Minimal Perl for Unix and Linux People 332
Ravi writes "Perl (Practical Extraction and Report Language) — the language which was created by Larry Wall is arguably one of the greatest programming languages. But it has a reputation for taking an excessive cryptic nature which gives it an image especially among Perl novices as a language which is complex and hard to master. Minimal Perl: for Unix and Linux people, authored by Tim Maher and published by Manning Publications addresses the obstacles presented by Perl's complexity. This book which is divided into two parts comprising of a total of 12 chapters takes a unique methodology to explain the Perl syntax and its use. The author emphasizes on Perl's grep, awk and sed like features and relys on concepts such as inputs, filters and arguments to allow Unix users to directly apply their existing knowledge to the task of learning Perl." Read on for the rest of Ravi's review.
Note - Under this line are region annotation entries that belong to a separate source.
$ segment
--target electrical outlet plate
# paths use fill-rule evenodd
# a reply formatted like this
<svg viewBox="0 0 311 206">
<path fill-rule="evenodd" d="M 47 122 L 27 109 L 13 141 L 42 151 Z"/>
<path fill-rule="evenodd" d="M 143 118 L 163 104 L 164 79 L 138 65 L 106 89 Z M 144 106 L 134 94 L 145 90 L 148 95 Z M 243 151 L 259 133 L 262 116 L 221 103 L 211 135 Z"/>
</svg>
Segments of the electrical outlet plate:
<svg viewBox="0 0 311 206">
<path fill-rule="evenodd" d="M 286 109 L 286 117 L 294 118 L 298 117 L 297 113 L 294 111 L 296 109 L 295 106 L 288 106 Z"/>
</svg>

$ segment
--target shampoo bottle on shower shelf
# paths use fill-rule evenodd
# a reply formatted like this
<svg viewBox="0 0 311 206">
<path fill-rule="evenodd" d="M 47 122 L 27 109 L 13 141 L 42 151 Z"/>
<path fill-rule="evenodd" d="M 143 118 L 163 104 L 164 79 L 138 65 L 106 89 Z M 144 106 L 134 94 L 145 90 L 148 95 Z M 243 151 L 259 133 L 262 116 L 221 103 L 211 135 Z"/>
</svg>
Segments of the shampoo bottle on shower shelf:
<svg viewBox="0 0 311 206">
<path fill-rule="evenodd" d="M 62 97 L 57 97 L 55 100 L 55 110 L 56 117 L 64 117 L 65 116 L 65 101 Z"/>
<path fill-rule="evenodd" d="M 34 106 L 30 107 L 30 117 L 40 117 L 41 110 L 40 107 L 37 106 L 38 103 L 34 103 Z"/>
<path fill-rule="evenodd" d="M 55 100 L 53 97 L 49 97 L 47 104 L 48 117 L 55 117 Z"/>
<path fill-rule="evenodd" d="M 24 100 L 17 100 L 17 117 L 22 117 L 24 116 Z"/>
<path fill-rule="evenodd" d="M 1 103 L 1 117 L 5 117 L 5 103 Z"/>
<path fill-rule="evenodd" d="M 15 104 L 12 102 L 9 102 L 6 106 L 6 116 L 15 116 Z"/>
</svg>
What I found while reading this book is that the "Minimal Perl" is a specially crafted subset of Perl language designed to be easily grasped by people who have a Unix background and who wish to use Perl to write their scripts. Its aim is to filter out the complex way of writing programs using Perl and whenever possible to accomplish tasks using just one or two lines of Perl. In the first part of the book, the author explains how Perl can be used to do the same tasks as accomplished by common Unix tools such as grep, awk, sed and find. He goes one step further by explaining how one can accomplish much more and in a much simpler way by using Perl techniques.
Minimal Perl for Unix and Linux People | |
author | Tim Maher |
pages | 464 |
publisher | Manning Publications |
rating | 8 |
reviewer | Ravi |
ISBN | 1932394508 |
summary | Provides a slice of Perl which when mastered can accomplish most of the jobs which require Perl |
Throughout the book, the author makes sure that the learning curve in acquiring Perl skills remain gentle. Perl is a language whose syntax has a multitude of options, this book is peppered with numerous tables which provide excellent information at a glance. For example, in the third chapter titled "Perl as a (Better) grep command", the author lists and compares the fundamental capabilities of Perl and the different grep commands such as grep, egrep and fgrep which clearly shows the advantages that Perl has over grep. In another table, you get a birds eye view of the essential syntax of Perl's regular expressions and their meaning. This chapter alone has around 12 tables. This is a really nice feature because it doubles as a Perl reference where you can flip to the respective page and get the information you need.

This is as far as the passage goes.